Morel & Gruyère Croque Monsieur with Wild Garlic Béchamel

weird
Cook
20m
Total
45m
Difficulty
Medium
Serves
2
Origin
French

This is a croque monsieur that went to finishing school in Burgundy and never came back. Earthy, honeycomb-textured morel mushrooms replace the ham entirely, their deep umami punch amplified by a wild garlic béchamel that smells like a forest floor after spring rain — in the best possible way. The result is a gilded, bubbling, slightly unhinged luxury sandwich that makes you question every croque you've eaten before.

Ingredients

Instructions

  1. 1. Rehydrate the morels: Place dried morels in a bowl with 250ml warm (not boiling) water. Let soak 20 minutes until soft and plump. Lift morels out gently — do NOT discard the soaking liquid. Strain the liquid through a fine sieve or coffee filter to remove grit. Roughly chop the rehydrated morels and set aside. Reserve 3 tbsp of the strained soaking liquid.

  2. 2. Sauté the morels: In a medium skillet over medium-high heat, melt 1 tbsp butter until foamy. Add the shallot and cook 2 minutes until softened and translucent. Add the chopped morels and thyme, cooking 3 minutes until fragrant. Pour in the sherry and reserved morel soaking liquid, stirring and scraping up any fond. Cook until liquid is almost fully absorbed, about 3 minutes. Season generously with salt and pepper. Remove from heat and set aside.

  3. 3. Make the wild garlic béchamel: In a small saucepan over medium heat, melt 30g butter. Whisk in the flour and cook, stirring constantly, for 90 seconds until the roux smells slightly nutty but has not browned. Gradually whisk in the warm milk in a thin stream, whisking vigorously to prevent lumps. Cook, stirring, until the sauce thickens to a consistency that coats the back of a spoon, about 4 minutes. Remove from heat and immediately stir in the finely chopped wild garlic leaves, nutmeg, and a generous pinch of salt. The residual heat will wilt the garlic and bloom its allicin compounds without destroying the bright green color. Set aside.
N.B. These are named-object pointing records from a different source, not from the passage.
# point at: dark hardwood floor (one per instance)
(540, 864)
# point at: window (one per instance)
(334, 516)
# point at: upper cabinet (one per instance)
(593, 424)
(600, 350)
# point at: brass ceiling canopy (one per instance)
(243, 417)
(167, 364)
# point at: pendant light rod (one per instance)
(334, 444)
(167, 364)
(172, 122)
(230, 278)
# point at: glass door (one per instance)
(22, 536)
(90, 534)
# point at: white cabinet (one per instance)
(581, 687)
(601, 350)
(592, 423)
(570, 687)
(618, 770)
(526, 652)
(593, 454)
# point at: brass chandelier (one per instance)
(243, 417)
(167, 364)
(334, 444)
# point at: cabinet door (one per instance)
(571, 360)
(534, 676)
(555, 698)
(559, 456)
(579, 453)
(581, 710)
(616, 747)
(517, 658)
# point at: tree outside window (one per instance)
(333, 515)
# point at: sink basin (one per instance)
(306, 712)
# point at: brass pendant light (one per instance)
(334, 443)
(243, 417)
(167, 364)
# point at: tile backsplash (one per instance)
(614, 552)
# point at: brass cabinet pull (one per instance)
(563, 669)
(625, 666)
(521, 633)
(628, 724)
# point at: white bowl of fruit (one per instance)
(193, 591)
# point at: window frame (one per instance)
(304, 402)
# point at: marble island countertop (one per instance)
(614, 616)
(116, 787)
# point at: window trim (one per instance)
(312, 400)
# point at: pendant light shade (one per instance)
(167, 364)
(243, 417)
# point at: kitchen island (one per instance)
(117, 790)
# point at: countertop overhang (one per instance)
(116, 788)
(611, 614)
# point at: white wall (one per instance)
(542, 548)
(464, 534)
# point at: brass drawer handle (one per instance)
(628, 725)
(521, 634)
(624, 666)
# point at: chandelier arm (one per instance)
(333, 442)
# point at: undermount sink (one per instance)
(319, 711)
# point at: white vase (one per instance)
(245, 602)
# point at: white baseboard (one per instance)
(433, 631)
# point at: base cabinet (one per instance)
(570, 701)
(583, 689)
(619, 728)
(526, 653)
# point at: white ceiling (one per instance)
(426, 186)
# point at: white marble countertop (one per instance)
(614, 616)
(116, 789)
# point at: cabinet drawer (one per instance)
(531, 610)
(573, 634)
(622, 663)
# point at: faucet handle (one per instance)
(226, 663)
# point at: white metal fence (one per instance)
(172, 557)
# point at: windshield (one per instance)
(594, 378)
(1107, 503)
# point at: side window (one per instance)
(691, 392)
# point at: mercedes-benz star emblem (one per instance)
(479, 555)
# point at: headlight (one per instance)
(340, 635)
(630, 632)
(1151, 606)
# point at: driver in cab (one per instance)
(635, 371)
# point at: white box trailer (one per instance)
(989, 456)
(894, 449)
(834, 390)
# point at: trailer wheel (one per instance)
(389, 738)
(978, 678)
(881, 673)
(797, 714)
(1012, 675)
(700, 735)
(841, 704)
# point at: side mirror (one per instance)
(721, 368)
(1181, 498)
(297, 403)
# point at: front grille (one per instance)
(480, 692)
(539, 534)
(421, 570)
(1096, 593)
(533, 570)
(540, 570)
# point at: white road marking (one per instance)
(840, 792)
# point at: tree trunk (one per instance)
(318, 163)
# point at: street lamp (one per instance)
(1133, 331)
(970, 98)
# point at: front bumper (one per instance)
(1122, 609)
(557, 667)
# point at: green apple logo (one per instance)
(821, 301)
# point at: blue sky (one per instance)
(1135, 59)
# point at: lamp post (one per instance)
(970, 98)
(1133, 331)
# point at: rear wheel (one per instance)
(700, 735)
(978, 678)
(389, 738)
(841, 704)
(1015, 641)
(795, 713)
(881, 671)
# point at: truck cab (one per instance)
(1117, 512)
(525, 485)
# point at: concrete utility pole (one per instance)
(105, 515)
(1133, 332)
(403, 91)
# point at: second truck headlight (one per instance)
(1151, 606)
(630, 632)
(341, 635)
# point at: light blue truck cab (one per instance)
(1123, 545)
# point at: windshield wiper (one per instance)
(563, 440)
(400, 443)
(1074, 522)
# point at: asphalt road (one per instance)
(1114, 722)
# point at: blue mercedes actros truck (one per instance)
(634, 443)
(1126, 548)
  4. 4. Preheat oven to 220°C (425°F) with the broiler/grill element ready to use at the end. Line a baking sheet with parchment paper.

  5. 5. Assemble the sandwiches: Lay all four bread slices on the prepared baking sheet. Spread a thin layer of Dijon mustard on all four slices. Divide half the grated Gruyère (60g) between two of the slices, mounding it in the center. Spoon the morel mixture evenly over the Gruyère on those two slices. Top with the remaining 60g Gruyère, then press the other two mustard-side-down bread slices firmly on top to form two sandwiches.
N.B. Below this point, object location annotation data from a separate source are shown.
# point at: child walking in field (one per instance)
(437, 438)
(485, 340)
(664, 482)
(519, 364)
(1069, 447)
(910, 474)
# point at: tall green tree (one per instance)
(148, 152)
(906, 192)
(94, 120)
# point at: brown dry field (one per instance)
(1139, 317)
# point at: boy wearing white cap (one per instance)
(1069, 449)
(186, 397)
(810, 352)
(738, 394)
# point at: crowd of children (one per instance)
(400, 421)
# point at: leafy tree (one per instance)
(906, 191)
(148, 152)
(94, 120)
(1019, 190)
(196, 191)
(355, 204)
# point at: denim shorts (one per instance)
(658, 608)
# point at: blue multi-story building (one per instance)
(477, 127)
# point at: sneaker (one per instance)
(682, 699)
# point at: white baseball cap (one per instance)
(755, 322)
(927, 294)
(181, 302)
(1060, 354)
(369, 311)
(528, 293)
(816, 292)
  6. 6. First bake: Transfer the baking sheet to the oven and bake at 220°C for 8 minutes until the bread is beginning to turn golden and the cheese inside is melting. Remove from oven.
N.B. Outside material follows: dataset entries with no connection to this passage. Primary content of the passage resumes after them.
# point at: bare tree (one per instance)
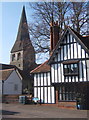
(78, 16)
(67, 13)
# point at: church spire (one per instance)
(23, 38)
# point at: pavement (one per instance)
(40, 111)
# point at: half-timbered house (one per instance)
(69, 67)
(42, 84)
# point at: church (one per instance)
(64, 78)
(22, 56)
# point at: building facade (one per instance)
(69, 62)
(42, 84)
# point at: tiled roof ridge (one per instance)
(39, 66)
(8, 69)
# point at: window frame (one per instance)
(70, 68)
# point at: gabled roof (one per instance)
(6, 66)
(42, 68)
(23, 39)
(6, 70)
(84, 41)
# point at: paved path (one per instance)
(38, 111)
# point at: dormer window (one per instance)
(13, 57)
(18, 56)
(71, 69)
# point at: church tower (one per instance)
(23, 53)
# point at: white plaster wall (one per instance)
(8, 87)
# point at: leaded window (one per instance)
(71, 69)
(67, 93)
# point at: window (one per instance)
(71, 69)
(13, 57)
(19, 56)
(67, 93)
(16, 87)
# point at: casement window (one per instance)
(13, 57)
(67, 93)
(16, 87)
(18, 56)
(71, 69)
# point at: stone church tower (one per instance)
(23, 53)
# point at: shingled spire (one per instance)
(23, 53)
(23, 38)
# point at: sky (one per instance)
(10, 14)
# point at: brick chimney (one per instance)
(54, 35)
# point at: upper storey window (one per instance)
(71, 69)
(13, 57)
(18, 56)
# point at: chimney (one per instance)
(54, 34)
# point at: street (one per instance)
(39, 111)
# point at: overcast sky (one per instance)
(10, 18)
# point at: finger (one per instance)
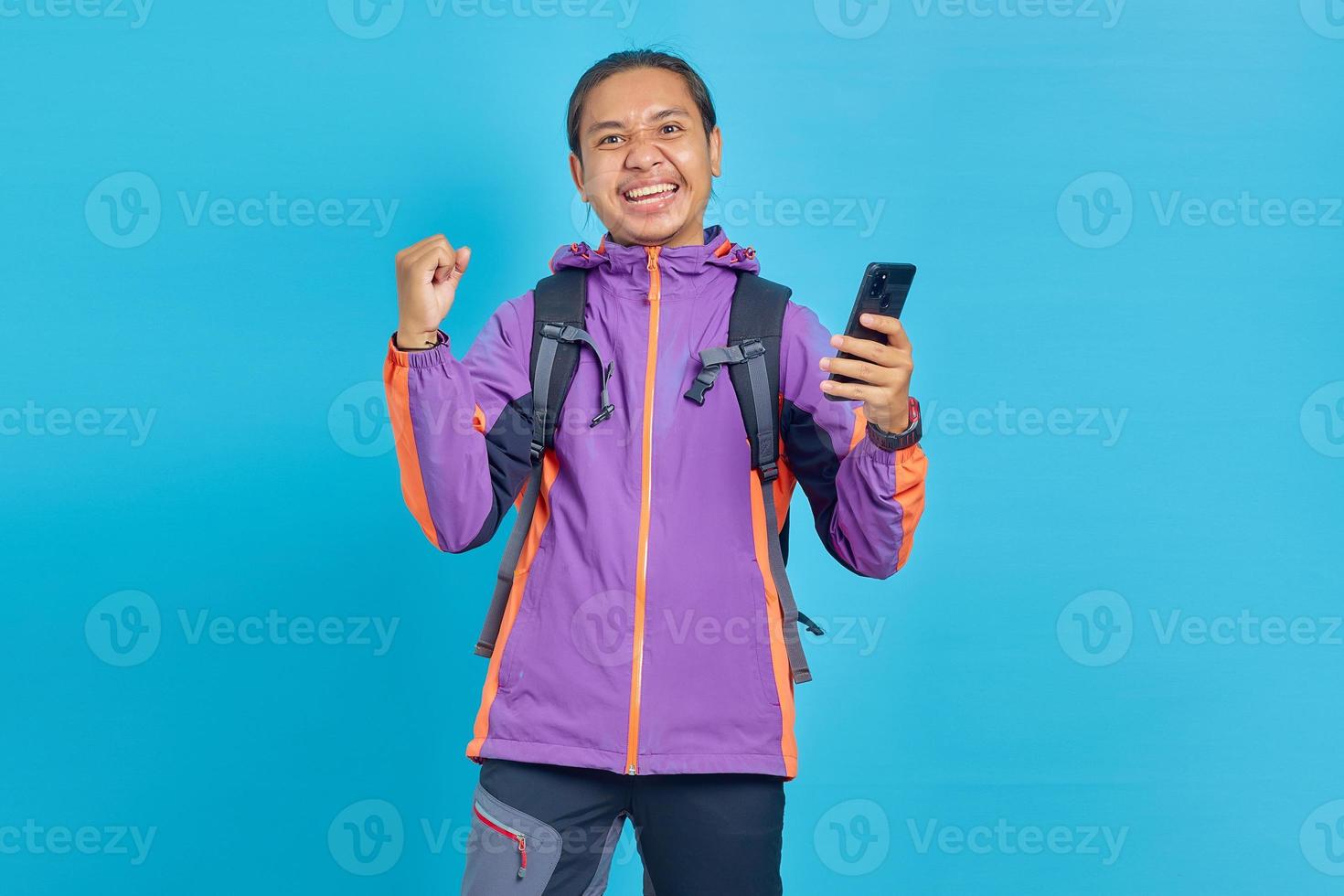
(858, 391)
(869, 348)
(426, 263)
(453, 272)
(864, 371)
(417, 249)
(891, 326)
  7. 7. Top with béchamel: Spoon the wild garlic béchamel generously over the top surface of each sandwich, spreading it to the edges with the back of a spoon — be liberal, this is not the time for restraint. Scatter the extra 20g Gruyère evenly over the béchamel-topped sandwiches.

  8. 8. Broil to finish: Switch the oven to broil/grill on high. Return the baking sheet to the top rack and broil for 3-5 minutes, watching closely, until the béchamel is gloriously golden, bubbling, and spotted with dark caramelized patches. The wild garlic will have turned a vivid, lacquered green under the browned cheese.

  9. 9. Rest and serve: Allow sandwiches to rest on the baking sheet for 2 minutes — the filling is volcanic. Slice diagonally and serve immediately, ideally with a small bitter green salad dressed with a sharp sherry vinaigrette to cut through the richness.

Why It Actually Works

Dried and rehydrated morel mushrooms are extraordinarily high in glutamates — the same free amino acids that give Parmesan and aged beef their addictive savory depth — making them a structurally sound (and arguably superior) replacement for ham's salty, cured umami hit. Wild garlic (Allium ursinum) contains thiosulfinates and volatile sulfur compounds that are chemically related to regular garlic but far more delicate; cooking them briefly in residual heat rather than direct flame preserves those aromatics while mellowing their raw bite, and the fat in the béchamel acts as a carrier for the fat-soluble flavor molecules, distributing them evenly across every bite. Gruyère's long aging produces a complex matrix of crystallized amino acids and lactic acid compounds that harmonize with both the forest earthiness of the morels and the green, slightly pungent wild garlic — essentially the cheese acts as a flavor bridge between two very different but chemically compatible ingredients.